A LES-based Eulerian-Lagrangian approach to predict the dynamics of bubble plumes

- A new Lagrangian Particle Tracking algorithm for LES of bubble plumes is presented.
- Delta functions are applied for the first time to the knowledge of the authors to this kind of problem.
- A new mapping approach based on the use of the bubble to mesh size ratio is suggested.
- We successfully validate the time-averaged velocities and second-order turbulence statistics.
- Slip velocity, interfacial forces and confinement effect are also analysed.

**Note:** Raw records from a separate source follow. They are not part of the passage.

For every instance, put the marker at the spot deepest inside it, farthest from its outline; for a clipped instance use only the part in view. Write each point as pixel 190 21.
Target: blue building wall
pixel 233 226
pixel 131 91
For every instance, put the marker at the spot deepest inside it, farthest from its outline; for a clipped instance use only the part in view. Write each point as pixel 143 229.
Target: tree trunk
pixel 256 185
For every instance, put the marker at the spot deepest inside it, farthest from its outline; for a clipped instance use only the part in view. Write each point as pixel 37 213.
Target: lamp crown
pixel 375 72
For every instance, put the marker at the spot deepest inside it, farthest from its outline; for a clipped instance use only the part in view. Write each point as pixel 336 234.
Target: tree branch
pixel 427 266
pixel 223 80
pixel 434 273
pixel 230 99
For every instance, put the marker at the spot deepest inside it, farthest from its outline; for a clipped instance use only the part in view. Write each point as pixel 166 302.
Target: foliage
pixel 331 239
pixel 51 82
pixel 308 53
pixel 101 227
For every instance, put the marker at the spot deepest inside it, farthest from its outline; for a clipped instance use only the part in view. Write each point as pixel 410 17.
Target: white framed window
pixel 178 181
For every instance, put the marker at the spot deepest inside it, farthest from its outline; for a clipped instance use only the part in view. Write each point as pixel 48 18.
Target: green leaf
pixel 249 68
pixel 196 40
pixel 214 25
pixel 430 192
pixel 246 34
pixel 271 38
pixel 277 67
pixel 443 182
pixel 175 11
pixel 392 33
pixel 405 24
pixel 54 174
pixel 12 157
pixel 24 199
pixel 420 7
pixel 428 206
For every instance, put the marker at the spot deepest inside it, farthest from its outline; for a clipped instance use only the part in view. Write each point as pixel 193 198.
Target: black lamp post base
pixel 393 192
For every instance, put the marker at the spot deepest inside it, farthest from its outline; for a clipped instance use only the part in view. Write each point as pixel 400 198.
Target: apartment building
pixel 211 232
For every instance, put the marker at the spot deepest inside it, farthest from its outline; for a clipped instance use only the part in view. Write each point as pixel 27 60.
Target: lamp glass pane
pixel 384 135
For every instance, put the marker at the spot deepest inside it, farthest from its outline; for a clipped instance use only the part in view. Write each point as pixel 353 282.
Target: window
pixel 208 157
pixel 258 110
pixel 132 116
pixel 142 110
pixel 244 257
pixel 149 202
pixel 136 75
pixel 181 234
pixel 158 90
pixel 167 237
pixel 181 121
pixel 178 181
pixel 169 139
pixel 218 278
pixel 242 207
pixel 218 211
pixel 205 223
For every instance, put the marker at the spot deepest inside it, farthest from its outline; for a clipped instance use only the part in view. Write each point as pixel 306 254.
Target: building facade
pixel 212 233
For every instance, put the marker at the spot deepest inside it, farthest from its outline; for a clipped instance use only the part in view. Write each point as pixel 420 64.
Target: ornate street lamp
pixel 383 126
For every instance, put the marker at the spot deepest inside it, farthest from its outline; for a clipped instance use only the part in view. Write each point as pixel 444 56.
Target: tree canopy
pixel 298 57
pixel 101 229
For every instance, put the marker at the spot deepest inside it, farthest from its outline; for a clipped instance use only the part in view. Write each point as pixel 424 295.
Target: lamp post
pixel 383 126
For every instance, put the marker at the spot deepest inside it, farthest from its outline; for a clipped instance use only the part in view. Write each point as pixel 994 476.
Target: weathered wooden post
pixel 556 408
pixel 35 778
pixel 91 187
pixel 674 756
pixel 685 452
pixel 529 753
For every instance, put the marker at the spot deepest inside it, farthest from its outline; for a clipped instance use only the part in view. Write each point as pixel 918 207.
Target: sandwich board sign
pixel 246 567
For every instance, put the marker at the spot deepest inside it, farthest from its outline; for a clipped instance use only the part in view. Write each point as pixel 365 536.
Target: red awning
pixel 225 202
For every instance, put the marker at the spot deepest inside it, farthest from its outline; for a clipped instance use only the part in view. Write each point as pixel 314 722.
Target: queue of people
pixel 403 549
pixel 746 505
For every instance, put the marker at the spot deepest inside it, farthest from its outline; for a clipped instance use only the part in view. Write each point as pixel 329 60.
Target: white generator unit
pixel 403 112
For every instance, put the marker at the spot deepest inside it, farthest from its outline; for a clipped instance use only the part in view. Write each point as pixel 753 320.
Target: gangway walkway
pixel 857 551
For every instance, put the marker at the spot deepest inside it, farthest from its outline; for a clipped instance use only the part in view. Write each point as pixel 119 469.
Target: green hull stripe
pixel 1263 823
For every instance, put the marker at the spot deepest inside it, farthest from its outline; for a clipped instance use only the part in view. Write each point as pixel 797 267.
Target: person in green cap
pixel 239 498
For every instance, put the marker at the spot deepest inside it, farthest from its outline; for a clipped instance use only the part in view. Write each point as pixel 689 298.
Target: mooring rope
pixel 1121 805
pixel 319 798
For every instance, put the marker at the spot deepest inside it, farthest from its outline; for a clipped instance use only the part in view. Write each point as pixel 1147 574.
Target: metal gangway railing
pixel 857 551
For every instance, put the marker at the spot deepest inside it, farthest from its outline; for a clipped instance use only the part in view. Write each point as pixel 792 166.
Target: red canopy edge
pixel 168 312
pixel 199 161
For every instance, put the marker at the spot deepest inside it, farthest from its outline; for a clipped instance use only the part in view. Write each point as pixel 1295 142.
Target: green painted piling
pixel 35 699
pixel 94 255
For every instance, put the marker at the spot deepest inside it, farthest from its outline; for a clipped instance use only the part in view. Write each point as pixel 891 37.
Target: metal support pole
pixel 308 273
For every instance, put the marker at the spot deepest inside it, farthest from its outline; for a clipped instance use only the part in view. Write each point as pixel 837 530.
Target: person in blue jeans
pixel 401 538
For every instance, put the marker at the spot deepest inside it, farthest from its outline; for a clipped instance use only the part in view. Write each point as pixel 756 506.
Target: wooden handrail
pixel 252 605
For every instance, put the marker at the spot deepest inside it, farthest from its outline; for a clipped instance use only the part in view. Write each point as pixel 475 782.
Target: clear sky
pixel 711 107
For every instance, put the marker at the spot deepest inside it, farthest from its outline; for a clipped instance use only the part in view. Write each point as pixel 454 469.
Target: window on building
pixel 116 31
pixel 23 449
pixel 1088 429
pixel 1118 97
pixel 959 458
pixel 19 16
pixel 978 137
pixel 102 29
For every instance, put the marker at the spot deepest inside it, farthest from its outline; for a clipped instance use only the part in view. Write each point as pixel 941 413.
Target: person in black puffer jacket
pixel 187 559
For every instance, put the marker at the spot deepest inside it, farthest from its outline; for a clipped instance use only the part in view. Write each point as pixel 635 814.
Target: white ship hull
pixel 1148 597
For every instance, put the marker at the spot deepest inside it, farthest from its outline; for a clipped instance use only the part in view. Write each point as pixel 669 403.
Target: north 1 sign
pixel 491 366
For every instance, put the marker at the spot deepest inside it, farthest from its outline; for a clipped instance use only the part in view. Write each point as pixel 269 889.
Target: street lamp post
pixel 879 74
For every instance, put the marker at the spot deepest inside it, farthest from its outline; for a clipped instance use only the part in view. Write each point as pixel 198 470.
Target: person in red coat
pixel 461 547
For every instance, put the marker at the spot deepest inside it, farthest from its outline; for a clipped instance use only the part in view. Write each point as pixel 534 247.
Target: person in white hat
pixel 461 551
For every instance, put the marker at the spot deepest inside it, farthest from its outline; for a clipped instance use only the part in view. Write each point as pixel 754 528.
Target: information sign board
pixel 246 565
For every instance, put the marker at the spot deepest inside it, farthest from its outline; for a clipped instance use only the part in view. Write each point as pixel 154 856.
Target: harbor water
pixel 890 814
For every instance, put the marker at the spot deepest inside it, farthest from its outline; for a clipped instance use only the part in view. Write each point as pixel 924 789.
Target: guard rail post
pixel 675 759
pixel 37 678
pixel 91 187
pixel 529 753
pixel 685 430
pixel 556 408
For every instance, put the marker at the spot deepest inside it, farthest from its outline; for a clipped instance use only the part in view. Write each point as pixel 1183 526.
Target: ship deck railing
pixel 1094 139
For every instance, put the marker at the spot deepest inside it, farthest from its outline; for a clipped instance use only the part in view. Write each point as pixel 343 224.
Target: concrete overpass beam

An approach for Eulerian-Lagrangian large-eddy simulation of bubble plume dynamics is presented and its performance evaluated. The main numerical novelties consist in defining the gas-liquid coupling based on the bubble size to mesh resolution ratio (Dp/Δx) and the interpolation between Eulerian and Lagrangian frameworks through the use of delta functions. The model's performance is thoroughly validated for a bubble plume in a cubic tank in initially quiescent water using experimental data obtained from high-resolution ADV and PIV measurements. The predicted time-averaged velocities and second-order statistics show good agreement with the measurements, including the reproduction of the anisotropic nature of the plume's turbulence. Further, the predicted Eulerian and Lagrangian velocity fields, second-order turbulence statistics and interfacial gas-liquid forces are quantified and discussed as well as the visualization of the time-averaged primary and secondary flow structure in the tank.